By Joe Holley
Washington Post Staff Writer
Wednesday, October 24, 2007 4:15 PM
Skies dark with portent this afternoon held out hope that the long-parched region would finally see a little moisture. Unfortunately for area farmers and gardeners, that's what it likely will be -- a little moisture.
The National Weather Service is predicting that a front will stall over the Washington area for the next few days, but the resulting showers will only be intermittent. Look for cooler temperatures and occasional showers through Saturday morning, with a continued chance of rain into the afternoon. Sunday should be cool and dry.
Should be. October weather, often very pleasant, has defied prediction, as noted by The Washington Post over the years. On Oct. 5, 1891, The Post quoted the father of E. M. Chapin of 622 I St. NW, who had kept a weather record for decades. The elder Chapin noted that snow fell in the District on Oct. 4, 1836 -- "certainly in marked contrast with the present summer predictions," The Post reported.

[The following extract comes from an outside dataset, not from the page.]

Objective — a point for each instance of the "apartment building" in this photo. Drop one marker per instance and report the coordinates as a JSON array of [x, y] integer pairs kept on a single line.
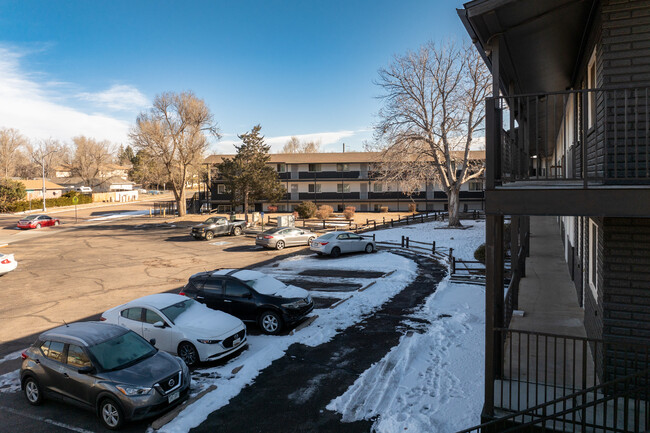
[[567, 136], [344, 179]]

In October 1880, too much rain was the problem, although "a cheerful sun and bracing October weather" dried up the mud -- at a time when mud was an important consideration for horses, buggies and pedestrians -- in time for the opening of the second annual national fair exhibition.
In October 1891, a spate of frosty October weather made the local food inspector's duties easier. He found the smallest amount since spring of spoiled beef, mutton, veal, pork, fish, pumpkins, corn, potatoes, turnips and tomatoes. He did find 500 clams and 600 crabs of "impure condition." They were sent down the river as garbage.
In 1895, daily meteorological observations taken at Brace's Drug Store in Georgetown found that the first ice of the season formed on Oct. 10 and that frost occurred on 11 days during the month.
And in 1901, October was so warm that many Washingtonians enjoyed the sun and surf at Atlantic City until November. C. N. Collins and T. V. Ketchum "selected delightful quarters at the Belmont for a portion of the season," while A. D. Wittington, among numerous other Washingtonians, enjoyed "the invigorating saline breezes at the Dennis."
Nearly four decades later, Whittington would have needed coat and gloves back home in Washington. On Oct. 19, 1940, snow and ice felled electric wires and disrupted traffic "as the coldest mid-October weather in 10 years gripped the Washington area." Planes at Washington Airport (now Reagan National Airport) were grounded as the first measurable snow since October 1925 began to fall.
Snow is not in the forecast this year.